The Life God Wants for Me
The LORD bless you and keep you; the LORD make his face to shine upon you and be gracious to you; the LORD lift up his countenance upon you and give you peace. Numbers 6:24-26
Does God want me to be happy? I’ve known those who believe they should do whatever they desire, supposing that God just wants them to be happy. That didn’t seem quite right to me. Rather, they appeared to use that argument to justify their self-destructive appetites. On the other hand, I’ve known those who’ve said that God doesn’t care about our individual happiness and that he’s only concerned with his grand will. That didn’t seem right either though. Matthew 10:30 says that God knows the number of hairs on my head. That doesn’t sound like a God who doesn’t care about the quality of my life. So, what is it that God wants for me?
Today’s passage, I think, reveals God’s heart for his people. In it, God described the blessing that he wanted his priests to bestow on his people.

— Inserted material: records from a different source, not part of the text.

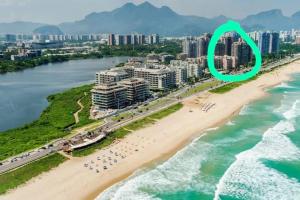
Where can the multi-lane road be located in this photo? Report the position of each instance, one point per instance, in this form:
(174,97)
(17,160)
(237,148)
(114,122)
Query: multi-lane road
(33,155)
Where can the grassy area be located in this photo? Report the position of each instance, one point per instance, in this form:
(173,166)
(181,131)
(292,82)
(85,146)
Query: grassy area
(84,115)
(51,125)
(200,88)
(122,132)
(20,176)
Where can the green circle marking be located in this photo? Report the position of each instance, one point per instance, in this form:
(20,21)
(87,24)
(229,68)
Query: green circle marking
(228,27)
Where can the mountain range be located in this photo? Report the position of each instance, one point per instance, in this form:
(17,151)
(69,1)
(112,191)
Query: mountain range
(146,18)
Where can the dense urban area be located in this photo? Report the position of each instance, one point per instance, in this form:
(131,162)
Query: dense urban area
(129,96)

It is God’s desire to bless his people and to give them peace. So, what does that look like?
I think most of us have at one time or another, had a terribly self-centered view of God and his will. In my addiction, God didn’t do exactly as I wanted, so I doubted his goodness. You made me this way. Why won’t you take my addiction away as I asked? This is your fault. My life was chaos, and I desperately wanted God’s peace, but I thought that was something he should just magically grant me, while I was using drugs. While consuming drugs though, I could never know peace. I can’t experience peace while embracing chaos. Through my addiction, and subsequent recovery, God taught me that his blessing was a life of peace that is dependent on my response to him. I only get to know the blessed life if I choose to live in it. So, I had to do whatever it took to abandon drugs and follow God. Only then did I experience the blessing of a life in God.
Does that mean God irons out all the wrinkles of life if I follow him? No, the blessed life doesn’t mean I won’t encounter trials. Rather, it means that I may experience joy and peace in God as I learn that those things don’t come from my circumstances. Instead, I must daily choose to find my joy and peace in God, despite life’s trials. God desires to bless me and he desires that I experience a life of joy and peace. My experience of his blessing though, is dependent upon my response to him. So, daily, if I want that life, I must choose to live in it.